Yes. There was a new heaven and a new earth. Kirsten turned away from the light and the music. The terminal’s south wall was almost entirely glass, the smudges of children’s handprints here and there at waist height. Night was falling, airplanes luminous in starlight. She heard the distant movements of the airport’s four cows, sequestered in a loading dock for the night, the clucking of hens. A liquid movement below on the tarmac; a cat, hunting in the shadows.

An old man was sitting on a bench some distance from the performance, watching her approach. He’d shaved off all his hair and wore a silk neck scarf tied in a complicated knot. She saw a glint of earrings, four loops in his left earlobe. She didn’t want to talk to anyone, but by the time she saw him it was too late to turn away without being rude, so she nodded to him and sat at the far end of his bench.

“You’re Kirsten Raymonde.” He retained the traces of a British accent. “Clark Thompson.”

“I’m sorry,” she said, “we were introduced earlier, weren’t we?”

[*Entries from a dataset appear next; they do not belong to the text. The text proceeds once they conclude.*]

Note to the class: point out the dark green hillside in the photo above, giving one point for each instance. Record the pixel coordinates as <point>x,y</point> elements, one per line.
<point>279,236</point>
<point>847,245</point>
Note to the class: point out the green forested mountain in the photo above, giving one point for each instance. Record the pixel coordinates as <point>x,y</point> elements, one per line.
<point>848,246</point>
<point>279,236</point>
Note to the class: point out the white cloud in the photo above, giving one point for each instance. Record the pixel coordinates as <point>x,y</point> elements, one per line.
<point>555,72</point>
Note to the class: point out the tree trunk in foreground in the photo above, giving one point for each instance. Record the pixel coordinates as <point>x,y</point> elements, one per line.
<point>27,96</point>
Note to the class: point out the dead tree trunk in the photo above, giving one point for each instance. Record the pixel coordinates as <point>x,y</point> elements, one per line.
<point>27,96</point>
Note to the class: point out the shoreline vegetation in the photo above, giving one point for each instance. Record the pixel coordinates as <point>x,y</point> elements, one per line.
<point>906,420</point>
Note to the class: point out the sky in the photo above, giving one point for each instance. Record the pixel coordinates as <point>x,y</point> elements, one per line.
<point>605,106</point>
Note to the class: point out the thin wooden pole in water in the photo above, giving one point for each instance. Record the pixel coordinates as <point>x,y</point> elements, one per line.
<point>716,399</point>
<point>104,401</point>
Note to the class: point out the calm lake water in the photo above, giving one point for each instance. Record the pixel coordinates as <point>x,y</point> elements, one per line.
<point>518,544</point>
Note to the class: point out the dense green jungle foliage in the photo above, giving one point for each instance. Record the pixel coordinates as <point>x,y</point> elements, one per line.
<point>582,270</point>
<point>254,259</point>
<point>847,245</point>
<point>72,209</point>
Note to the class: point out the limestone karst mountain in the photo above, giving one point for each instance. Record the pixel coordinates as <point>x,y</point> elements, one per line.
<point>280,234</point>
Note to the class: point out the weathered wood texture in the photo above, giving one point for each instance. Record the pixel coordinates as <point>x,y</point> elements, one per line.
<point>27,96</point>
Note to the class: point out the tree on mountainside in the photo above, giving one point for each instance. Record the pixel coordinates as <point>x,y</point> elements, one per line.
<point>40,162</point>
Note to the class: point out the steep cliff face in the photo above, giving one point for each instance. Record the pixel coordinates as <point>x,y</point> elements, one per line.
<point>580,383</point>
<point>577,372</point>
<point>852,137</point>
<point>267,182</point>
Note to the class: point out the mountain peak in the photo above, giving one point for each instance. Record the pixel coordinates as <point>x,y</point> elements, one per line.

“You were going to let me take you on a tour of my museum.”

“I’d like to see it. Maybe tomorrow. I’m so tired tonight.”

“I understand.” They sat in silence for a few minutes, listening to the music. “I’m told the Symphony will arrive soon,” he said.

She nodded. It would be a different Symphony now, without Dieter. All she wanted was to sleep. There was a clicking of claws on the floor as Luli came to find her. He sat by her side and rested his chin on her lap.

“That dog seems devoted to you.”

“He’s my friend.”

Clark cleared his throat. “I’ve spent a great deal of time with Charlie, this past year. She mentioned that you have an interest in electricity.” He stood, leaning on his cane. “I know you’re tired,” he said. “I understand you’ve had a difficult few days. But there’s something I think you’d like to see.”

She considered this for a moment before she accepted. She wasn’t in the habit of following strangers, but he was elderly and moved slowly and she had three knives in her belt. “Where are we going?”

“The air traffic control tower.”

“Outside?”

He was walking away from her. She followed him through a steel door near the entrance to the museum, down an unlit flight of stairs and into the night. The singing of crickets, a small bat darting on a hunt. From the tarmac, the concert was a smudge of light in Concourse C.